Insurance delays frustrating customers

The Insurance & Financial Services Ombudsman Scheme (IFSO Scheme) is currently getting a high number of enquiries about delays in insurance claims after the Auckland floods and Cyclone Gabrielle.

35% of all enquiries that the IFSO Scheme has received in the past month have been about delays, up from an average of 9% in 2022. Insurance delays can be very frustrating, particularly for those still waiting to hear about claims lodged prior to the disasters. For people whose houses have been made uninhabitable or who have had major damage to their vehicle or contents, delays can be immensely stressful and upsetting. Complex cases which require technical experts can take an especially long time to resolve.

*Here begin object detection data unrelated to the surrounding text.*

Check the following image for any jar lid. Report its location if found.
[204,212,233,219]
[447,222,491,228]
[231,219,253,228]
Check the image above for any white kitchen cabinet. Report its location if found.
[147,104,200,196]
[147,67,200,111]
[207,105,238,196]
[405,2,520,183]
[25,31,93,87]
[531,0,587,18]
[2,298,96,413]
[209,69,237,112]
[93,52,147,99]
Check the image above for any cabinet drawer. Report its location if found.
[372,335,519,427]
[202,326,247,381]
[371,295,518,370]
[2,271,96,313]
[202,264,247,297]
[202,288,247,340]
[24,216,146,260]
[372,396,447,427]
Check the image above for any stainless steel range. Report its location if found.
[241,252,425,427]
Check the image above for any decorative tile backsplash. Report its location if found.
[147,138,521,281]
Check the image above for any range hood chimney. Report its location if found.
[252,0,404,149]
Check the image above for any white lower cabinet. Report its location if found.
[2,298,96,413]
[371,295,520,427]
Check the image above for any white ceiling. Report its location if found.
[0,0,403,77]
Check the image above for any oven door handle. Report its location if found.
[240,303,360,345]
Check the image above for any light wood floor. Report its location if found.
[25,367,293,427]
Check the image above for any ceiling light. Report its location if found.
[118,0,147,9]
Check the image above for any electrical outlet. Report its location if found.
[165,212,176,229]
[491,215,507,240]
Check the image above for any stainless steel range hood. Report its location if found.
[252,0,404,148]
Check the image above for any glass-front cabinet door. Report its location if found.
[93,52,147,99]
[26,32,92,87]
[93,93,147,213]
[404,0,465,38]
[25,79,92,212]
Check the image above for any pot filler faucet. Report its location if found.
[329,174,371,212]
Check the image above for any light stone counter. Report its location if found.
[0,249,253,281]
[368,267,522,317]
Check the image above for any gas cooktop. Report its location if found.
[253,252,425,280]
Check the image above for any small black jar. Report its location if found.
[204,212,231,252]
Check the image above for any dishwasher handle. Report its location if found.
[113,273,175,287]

Similarly, there are delays for customers who already had claims with their insurers, unrelated to the flooding or the cyclone, who are now being impacted by the immense volume of work for insurers generated by those claims. The IFSO Scheme understands that delays will affect all customers and insurers will prioritise claims. That may mean an unrelated claim cannot be dealt with as quickly as it usually would be, due to the pressure of the huge number of flooding and cyclone claims received.

While there is an allowance in the Fair Insurance Code for delays due to catastrophes or disasters, there are a few things that people can still expect from their insurers. Insurers have a responsibility to update customers every 20 business days, or at another agreed time interval, until their claim is resolved. And if there are vulnerable circumstances that need to be considered, insurers should be identifying and responding to customers on this basis.

Some insurers have now put different teams in place to deal with cyclone-related claims and general claims, to allow faster processing. The government has also set up a service providing homeowners with free and independent insurance-related advice, including help with making claims.

The IFSO Scheme recommends that customers experiencing delays keep communicating with their insurer. However, to avoid very busy phone lines, customers should contact them online or via email. They should also inform their insurer if they have vulnerable circumstances that need to be considered. If customers are not satisfied with the response they get, they can get in touch with the IFSO Scheme to make a complaint.